DIFFICULTIES ACROSS THE LIFESPAN

  • Memory
  • Storing and retrieving information
  • Inconsistent performance
  • Impulsivity, distractibility, disorganization
  • Predicting outcomes or understanding consequences
  • Abstract thinking – mathematics, money, time
  • Cognitive processing – thinking which is slowed
  • Slower auditory pace (may only pick up segments of the information or instruction)
  • Developmental age younger than chronological age

1st STRUCTURE AND ROUTINE

As a team, work out these two together. Don’t vary. Stick to it regardless of any influence – child or environment.

2nd MANAGING CHANGE

Children living with FASD do not always manage change. What can be predicted?

3rd OBSERVATION & RECORDING

Try objective case recording, i.e. what happened immediately before a situation occurred. How are meal times? Is there perseveration, what others might call fixation on a routine, clothing…

4th MEMORY

How does the child manage instructions/directions?

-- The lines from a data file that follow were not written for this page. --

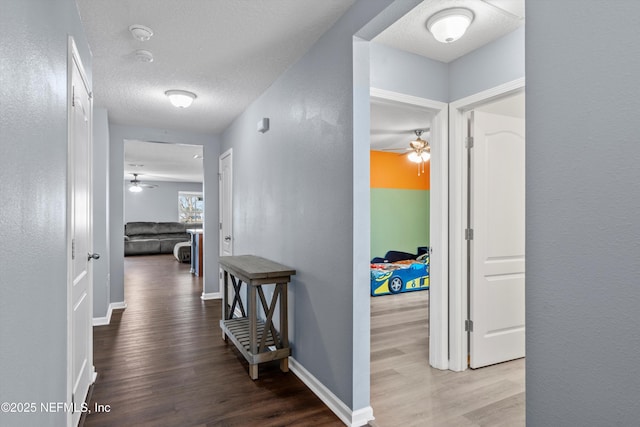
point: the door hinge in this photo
(468, 234)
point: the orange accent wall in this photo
(391, 170)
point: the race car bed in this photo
(399, 276)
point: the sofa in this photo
(147, 238)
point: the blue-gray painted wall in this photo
(33, 216)
(294, 200)
(583, 235)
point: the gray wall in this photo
(156, 204)
(583, 63)
(294, 200)
(211, 150)
(33, 173)
(100, 212)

Keep these simple and use clear language.

5th THE CHILD IS UNIQUE.

Carers are often referred to as the external brain and need to fill gaps. This is dependent on the child’s difficulties and skills which will vary child to child.

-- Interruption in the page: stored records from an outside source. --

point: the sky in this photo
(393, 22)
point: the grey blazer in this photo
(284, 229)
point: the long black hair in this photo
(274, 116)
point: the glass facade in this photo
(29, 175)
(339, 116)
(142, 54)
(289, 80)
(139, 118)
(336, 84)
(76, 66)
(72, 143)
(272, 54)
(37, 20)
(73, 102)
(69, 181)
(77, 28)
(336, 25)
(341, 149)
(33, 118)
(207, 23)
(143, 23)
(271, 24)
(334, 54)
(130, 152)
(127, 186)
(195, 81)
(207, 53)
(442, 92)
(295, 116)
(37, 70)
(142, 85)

6th CONSIDER UNEVEN DEVELOPMENT

  • Actual age of person: 10
  • Developmental age: 5
  • Strengths (art, sport): 10
  • Expressive language: 8
  • Receptive language: 3
  • Reading: 5
  • Comprehension: 4

7th LEARNING STRENGTHS

  • Relational: works best one to one
  • Visual – draw maps to link ideas, instructions, routine
  • Auditory – music soothes
  • Hands-on experience – participate by doing
  • Kinesthetic – see, touch, move – sport, dance
  • Multimodal – all of the above

8th CARING IMPACT ON THE LIFESPAN IS NOW

9th IDENTIFY TRAUMA – ASK WHAT IF

Difficulties in memory does not mean emotional, psychological or physical absence of:

  • Intrusive reactions – thoughts, dreams, flashbacks, obsessive thoughts, physiological reactions, persistent re-experiencing of event
  • Avoidant reactions – numbing in responsiveness and avoidance of anything related to trauma event/s
  • Hyper-arousal – hypervigilance, poor concentration

10th CARER SELF-MANAGEMENT BECAUSE YOU MATTER

  1. Take a deep breath and depersonalise.
  2. Remember! Behaviour = Communication
  3. Ask yourself: What if?
  4. What are the child’s abilities?
  5. Ask yourself: What does the child’s brain need to be able to do to manage the situation?
  6. Ask: Are my expectations beyond the child’s actual abilities?
  7. Prevent or resolve.
  8. Find family/group agreed strategies that change the environment and/ or modify the expectations.